UU No. 36 Tahun 2009 tentang Kesehatan, Permenkes tentang SPM, dan Sistem Rujukan Nasional mewajibkan pemenuhan layanan ibu dan bayi. Namun apa artinya hukum kesehatan jika ia hanya menjadi dokumen peraturan, sementara implementasinya runtuh di pulau-pulau yang tak terlayani? Apa gunanya standar layanan bila jarak, cuaca, dan minimnya transportasi selalu menjadi penghalang utama?
Karena itu, transmigrasi penduduk pulau kecil bukan sekadar alternatif, tetapi keputusan politik yang menunjukkan keberpihakan nyata. Relokasi adalah pengakuan bahwa negara harus melakukan sesuatu yang lebih besar daripada sekadar mengirim bantuan sesekali atau membangun bangunan yang tidak terisi. Transmigrasi menjadi bentuk pembenahan struktural yang telah lama diabaikan.
Menunda kebijakan relokasi berarti terus membiarkan warga kepulauan hidup di dalam lingkaran ketidakadilan. Ini bukan hanya masalah akses kesehatan, tetapi masalah bagaimana pemerintah memilih untuk memprioritaskan warganya.

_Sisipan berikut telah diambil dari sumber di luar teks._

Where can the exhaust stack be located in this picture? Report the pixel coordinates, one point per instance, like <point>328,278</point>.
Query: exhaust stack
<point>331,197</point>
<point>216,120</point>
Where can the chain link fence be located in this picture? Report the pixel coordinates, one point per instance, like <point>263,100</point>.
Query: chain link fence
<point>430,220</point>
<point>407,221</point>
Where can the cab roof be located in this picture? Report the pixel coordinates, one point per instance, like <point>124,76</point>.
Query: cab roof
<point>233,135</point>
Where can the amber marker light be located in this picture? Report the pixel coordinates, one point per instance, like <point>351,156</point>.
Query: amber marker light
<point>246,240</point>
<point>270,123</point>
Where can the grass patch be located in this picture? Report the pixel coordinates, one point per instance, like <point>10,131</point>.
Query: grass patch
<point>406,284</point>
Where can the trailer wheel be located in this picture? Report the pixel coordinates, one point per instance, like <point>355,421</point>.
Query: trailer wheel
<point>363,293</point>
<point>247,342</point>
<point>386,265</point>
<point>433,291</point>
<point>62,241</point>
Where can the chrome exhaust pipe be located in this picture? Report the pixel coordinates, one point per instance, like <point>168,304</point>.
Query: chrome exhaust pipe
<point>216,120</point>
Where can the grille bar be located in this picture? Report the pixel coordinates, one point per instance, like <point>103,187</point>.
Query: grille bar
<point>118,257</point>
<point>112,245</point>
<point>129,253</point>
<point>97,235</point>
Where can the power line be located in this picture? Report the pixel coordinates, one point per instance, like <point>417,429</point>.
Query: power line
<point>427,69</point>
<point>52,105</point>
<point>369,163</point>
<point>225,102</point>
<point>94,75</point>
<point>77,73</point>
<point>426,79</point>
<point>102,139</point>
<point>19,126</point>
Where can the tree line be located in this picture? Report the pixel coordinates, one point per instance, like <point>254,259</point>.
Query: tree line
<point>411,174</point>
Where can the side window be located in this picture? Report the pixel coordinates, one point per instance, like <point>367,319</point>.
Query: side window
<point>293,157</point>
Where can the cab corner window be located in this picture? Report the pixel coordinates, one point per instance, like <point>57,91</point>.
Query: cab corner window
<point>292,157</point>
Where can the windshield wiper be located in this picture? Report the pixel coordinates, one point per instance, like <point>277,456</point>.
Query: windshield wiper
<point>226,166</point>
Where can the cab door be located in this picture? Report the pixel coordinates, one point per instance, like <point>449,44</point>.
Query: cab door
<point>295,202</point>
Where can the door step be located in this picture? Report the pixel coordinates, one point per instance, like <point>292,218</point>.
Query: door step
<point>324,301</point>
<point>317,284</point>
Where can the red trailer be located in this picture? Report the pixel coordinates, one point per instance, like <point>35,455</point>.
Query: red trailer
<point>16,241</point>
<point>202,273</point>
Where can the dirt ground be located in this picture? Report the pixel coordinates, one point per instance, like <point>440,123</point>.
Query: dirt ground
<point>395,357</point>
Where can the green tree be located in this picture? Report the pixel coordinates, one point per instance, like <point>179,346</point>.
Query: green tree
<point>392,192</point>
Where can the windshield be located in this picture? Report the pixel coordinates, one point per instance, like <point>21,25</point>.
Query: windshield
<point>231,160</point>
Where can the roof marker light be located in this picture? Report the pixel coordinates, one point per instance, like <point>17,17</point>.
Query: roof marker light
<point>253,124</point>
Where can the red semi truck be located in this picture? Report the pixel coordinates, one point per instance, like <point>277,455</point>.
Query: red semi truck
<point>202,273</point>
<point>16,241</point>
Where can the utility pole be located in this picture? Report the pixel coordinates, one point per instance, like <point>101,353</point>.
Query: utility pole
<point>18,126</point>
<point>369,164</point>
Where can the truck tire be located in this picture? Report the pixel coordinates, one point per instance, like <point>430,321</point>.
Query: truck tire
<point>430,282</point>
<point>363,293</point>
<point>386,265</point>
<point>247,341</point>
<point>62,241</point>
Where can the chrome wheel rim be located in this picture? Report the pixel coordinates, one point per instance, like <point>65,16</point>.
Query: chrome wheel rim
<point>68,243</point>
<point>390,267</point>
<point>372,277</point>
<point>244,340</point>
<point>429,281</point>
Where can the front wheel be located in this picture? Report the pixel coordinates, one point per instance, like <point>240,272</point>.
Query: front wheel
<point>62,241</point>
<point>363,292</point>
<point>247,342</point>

Apakah pemimpin daerah siap mengambil keputusan berani yang menyelamatkan nyawa, atau tetap terpaku pada status quo yang sudah terbukti gagal?
Mari kita jujur: membangun fasilitas lengkap di setiap pulau kecil adalah mimpi yang tidak pernah akan terwujud. Bahkan jika anggarannya ada, tenaga kesehatannya tidak tersedia. Transportasi rujukan pun tetap berisiko tinggi. Dan selama kondisi ini dibiarkan, masyarakat pulau kecil akan terus menjadi korban.
Transmigrasi adalah langkah nyata untuk mengakhiri rantai kematian yang bisa dicegah. Ia adalah indikator keberanian pemerintah untuk memutus siklus “pura-pura hadir” dan menggantinya dengan tindakan konkret. Tidak ada alasan lagi untuk menunda. Setiap penundaan sama artinya dengan membiarkan lebih banyak ibu, bayi, dan keluarga terjebak dalam situasi yang seharusnya tidak terjadi di negara yang mengaku menjunjung tinggi hak kesehatan.
Saatnya pemerintah berhenti sekadar berbicara dan mulai menyelamatkan nyawa.